Airflow log sink requirements

APC ships Airflow task logs from each data plane to an external Elasticsearch sink. After a Deployment moves between data planes, you still need to be able to read its task logs through the same UI, so the log sink topology matters for failover.

For details on configuring Vector and the Elasticsearch sink itself, see Configure task log collection and exporting to ElasticSearch.

Supported topologies

APC supports two Elasticsearch topologies for failover:

  • Single shared Elasticsearch endpoint: Every data plane in the APC installation ships logs to the same Elasticsearch endpoint. Logs from the source and destination clusters land in the same backend, so post-failover log lookups continue to work without any further configuration. This is typically a multi-region or globally routed Elasticsearch service that all data planes can reach over the network.
  • Active-active Elasticsearch per region: You run an Elasticsearch cluster in each region with bidirectional replication between them. You configure each regional data plane with its own regional Elasticsearch endpoint, and you manage the cross-region replication so that logs written by either side are visible from both. Each data plane writes to the closest endpoint, and queries from the control plane resolve against any region.

In either topology, you are responsible for sizing, securing, and operating the Elasticsearch infrastructure, and (in the active-active topology) for managing replication between regions.

Prerequisites

Before enabling data plane failover, confirm the following:

  • You have an APC installation with separate control and data plane clusters (global.plane.mode: control on the control plane, global.plane.mode: data on each data plane).

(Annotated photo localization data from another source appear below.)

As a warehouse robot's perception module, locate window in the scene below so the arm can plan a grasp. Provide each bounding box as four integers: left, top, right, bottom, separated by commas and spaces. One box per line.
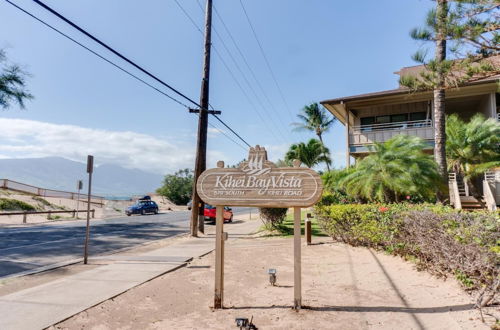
391, 113, 408, 123
361, 117, 375, 132
410, 112, 427, 121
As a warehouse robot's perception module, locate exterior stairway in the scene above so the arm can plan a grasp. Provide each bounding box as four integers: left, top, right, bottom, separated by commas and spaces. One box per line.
449, 173, 486, 211
460, 196, 486, 211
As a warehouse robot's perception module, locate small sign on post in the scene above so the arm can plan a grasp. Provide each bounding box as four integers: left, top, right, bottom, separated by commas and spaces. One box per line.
83, 155, 94, 265
196, 146, 323, 309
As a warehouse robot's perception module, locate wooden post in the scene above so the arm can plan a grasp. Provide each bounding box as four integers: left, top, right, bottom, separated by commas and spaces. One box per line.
83, 155, 94, 265
293, 207, 302, 309
345, 104, 351, 168
305, 219, 311, 245
190, 0, 213, 237
214, 205, 224, 309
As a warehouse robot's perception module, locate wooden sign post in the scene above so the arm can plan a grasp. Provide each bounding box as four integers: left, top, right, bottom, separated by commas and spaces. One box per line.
196, 146, 323, 309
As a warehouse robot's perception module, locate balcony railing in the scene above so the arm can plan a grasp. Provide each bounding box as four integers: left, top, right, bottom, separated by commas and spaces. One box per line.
349, 119, 434, 145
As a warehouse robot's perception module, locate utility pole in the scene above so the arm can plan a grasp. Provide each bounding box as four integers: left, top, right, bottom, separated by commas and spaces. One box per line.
83, 155, 94, 265
190, 0, 212, 237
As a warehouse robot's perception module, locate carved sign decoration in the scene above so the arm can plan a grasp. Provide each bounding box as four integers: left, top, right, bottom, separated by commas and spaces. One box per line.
196, 146, 323, 207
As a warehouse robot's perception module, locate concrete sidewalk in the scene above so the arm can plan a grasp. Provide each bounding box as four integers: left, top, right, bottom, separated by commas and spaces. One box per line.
0, 216, 260, 330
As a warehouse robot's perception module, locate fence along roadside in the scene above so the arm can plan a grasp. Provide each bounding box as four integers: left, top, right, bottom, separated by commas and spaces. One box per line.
0, 179, 104, 206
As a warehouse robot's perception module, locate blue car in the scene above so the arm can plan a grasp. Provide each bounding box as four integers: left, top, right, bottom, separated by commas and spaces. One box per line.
125, 200, 158, 216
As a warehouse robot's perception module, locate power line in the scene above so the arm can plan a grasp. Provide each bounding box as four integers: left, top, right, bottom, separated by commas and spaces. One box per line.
237, 0, 293, 120
208, 122, 247, 151
178, 0, 286, 142
10, 0, 251, 147
214, 2, 293, 137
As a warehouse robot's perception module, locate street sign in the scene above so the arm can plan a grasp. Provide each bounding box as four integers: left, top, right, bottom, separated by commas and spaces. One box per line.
197, 146, 323, 207
87, 155, 94, 173
196, 146, 323, 309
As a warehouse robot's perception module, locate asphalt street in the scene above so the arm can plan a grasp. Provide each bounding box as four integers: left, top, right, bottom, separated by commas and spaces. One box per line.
0, 208, 254, 278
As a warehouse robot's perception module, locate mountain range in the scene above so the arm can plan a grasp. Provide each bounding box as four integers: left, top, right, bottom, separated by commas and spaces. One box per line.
0, 157, 163, 197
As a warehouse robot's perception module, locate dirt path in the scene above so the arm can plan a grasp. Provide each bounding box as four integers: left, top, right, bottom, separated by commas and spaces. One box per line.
54, 238, 489, 330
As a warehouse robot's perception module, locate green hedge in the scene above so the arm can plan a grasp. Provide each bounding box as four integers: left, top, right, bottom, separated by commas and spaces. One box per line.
0, 198, 35, 211
315, 203, 500, 289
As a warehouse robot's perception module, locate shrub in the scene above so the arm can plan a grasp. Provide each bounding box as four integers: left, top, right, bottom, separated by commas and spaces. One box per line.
0, 198, 35, 211
260, 207, 288, 229
395, 210, 500, 289
156, 168, 194, 205
315, 203, 500, 300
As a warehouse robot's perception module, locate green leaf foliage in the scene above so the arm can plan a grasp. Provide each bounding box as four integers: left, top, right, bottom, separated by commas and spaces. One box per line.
156, 168, 194, 205
285, 139, 332, 168
399, 0, 500, 91
0, 49, 33, 109
0, 198, 36, 211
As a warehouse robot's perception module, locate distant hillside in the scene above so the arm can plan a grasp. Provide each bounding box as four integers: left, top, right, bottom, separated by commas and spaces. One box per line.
0, 157, 163, 196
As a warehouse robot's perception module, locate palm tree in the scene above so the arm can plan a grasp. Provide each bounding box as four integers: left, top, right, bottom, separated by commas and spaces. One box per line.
341, 135, 442, 202
0, 49, 33, 109
446, 114, 500, 197
292, 103, 336, 171
285, 139, 332, 168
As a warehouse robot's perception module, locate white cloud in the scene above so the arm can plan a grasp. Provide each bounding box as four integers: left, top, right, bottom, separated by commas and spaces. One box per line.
0, 118, 224, 174
264, 143, 290, 162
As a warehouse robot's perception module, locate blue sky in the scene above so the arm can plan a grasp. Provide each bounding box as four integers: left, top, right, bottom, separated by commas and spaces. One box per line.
0, 0, 433, 174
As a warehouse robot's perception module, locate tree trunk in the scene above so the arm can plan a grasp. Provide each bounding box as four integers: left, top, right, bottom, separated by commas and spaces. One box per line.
434, 0, 448, 201
318, 133, 330, 172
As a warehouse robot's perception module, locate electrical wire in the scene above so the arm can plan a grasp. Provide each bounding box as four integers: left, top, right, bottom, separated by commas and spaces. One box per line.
211, 0, 293, 137
174, 0, 286, 142
5, 0, 189, 108
9, 0, 251, 147
240, 0, 293, 120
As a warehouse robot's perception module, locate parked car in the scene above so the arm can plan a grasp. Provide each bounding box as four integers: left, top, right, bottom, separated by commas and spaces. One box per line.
125, 199, 158, 216
204, 204, 233, 222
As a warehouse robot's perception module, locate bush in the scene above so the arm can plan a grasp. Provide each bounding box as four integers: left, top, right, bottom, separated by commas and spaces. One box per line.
156, 168, 194, 205
315, 203, 500, 302
0, 198, 35, 211
260, 207, 288, 229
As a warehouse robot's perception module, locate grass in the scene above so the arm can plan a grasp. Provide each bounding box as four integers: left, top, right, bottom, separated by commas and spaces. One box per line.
0, 198, 36, 211
264, 210, 328, 237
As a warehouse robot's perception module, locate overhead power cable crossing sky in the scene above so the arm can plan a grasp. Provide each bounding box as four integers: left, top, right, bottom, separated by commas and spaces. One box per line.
193, 0, 289, 143
209, 0, 302, 142
240, 0, 294, 121
5, 0, 250, 147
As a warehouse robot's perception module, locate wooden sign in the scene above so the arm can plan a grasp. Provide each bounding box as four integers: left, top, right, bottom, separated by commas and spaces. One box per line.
196, 146, 323, 207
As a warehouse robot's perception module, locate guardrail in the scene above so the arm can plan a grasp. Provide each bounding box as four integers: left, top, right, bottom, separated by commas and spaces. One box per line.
0, 209, 95, 223
352, 119, 433, 133
0, 179, 104, 206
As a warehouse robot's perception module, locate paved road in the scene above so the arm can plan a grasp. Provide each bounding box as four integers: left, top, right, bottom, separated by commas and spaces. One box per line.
0, 208, 254, 278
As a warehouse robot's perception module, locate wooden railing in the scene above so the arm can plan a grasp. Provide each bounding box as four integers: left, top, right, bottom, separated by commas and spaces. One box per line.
0, 209, 95, 223
483, 171, 500, 211
483, 180, 497, 211
448, 173, 462, 210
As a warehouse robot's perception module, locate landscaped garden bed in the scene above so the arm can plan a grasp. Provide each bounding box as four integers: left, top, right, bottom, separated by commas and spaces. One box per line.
315, 203, 500, 306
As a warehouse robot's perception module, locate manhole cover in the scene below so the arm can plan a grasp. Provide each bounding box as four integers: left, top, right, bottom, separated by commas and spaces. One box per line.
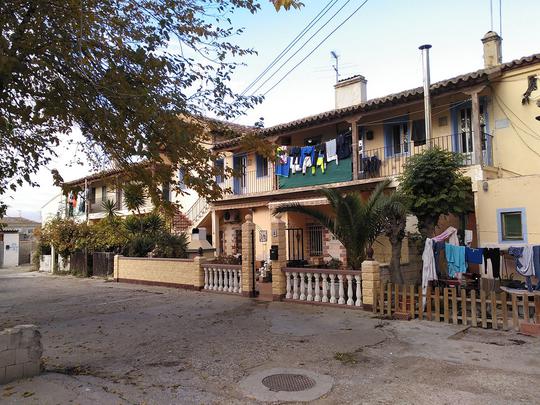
261, 374, 315, 392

Failover isn’t supported in unified mode.
  • You have an external secrets store supported for APC data plane failover. APC currently supports AWS Secrets Manager and Google Cloud Secret Manager through ESO.
  • You have configured a ClusterSecretStore custom resource in your data plane clusters that points to that secrets store.
  • Your source and destination data plane clusters have network access to the external secrets store.
  • You have an external sink for Airflow logs — an external Elasticsearch instance — that is reachable from every data plane cluster. Shipping logs to an external sink is required so that Airflow task logs remain accessible after a Deployment moves between data planes. For supported topologies, see Airflow log sink requirements.
  • You have a destination cluster that is registered with the APC control plane and is healthy.
  • You have a single externally managed container registry endpoint, configured on the control plane, that every data plane in the APC installation can pull Airflow Deployment images from. For requirements, see Container registry requirements. To configure the registry backend, see Use a registry backend.

Limitations

The initial APC 2.0 release of data plane failover has the following limitations:

  • Image-based Deployments only: Failover is supported only for image-based Airflow Deployments. Deployments that use git-sync or Dag-only deploy mechanisms aren’t supported and can’t be failed over.
  • New clusters and Deployments only: Failover can’t be enabled on a data plane cluster that already has Airflow Deployments on it. The feature is supported only on newly registered failover-enabled data plane clusters and on Deployments created on those clusters after failover has been enabled. Existing Deployments on a pre-existing cluster can’t be retroactively brought under failover management.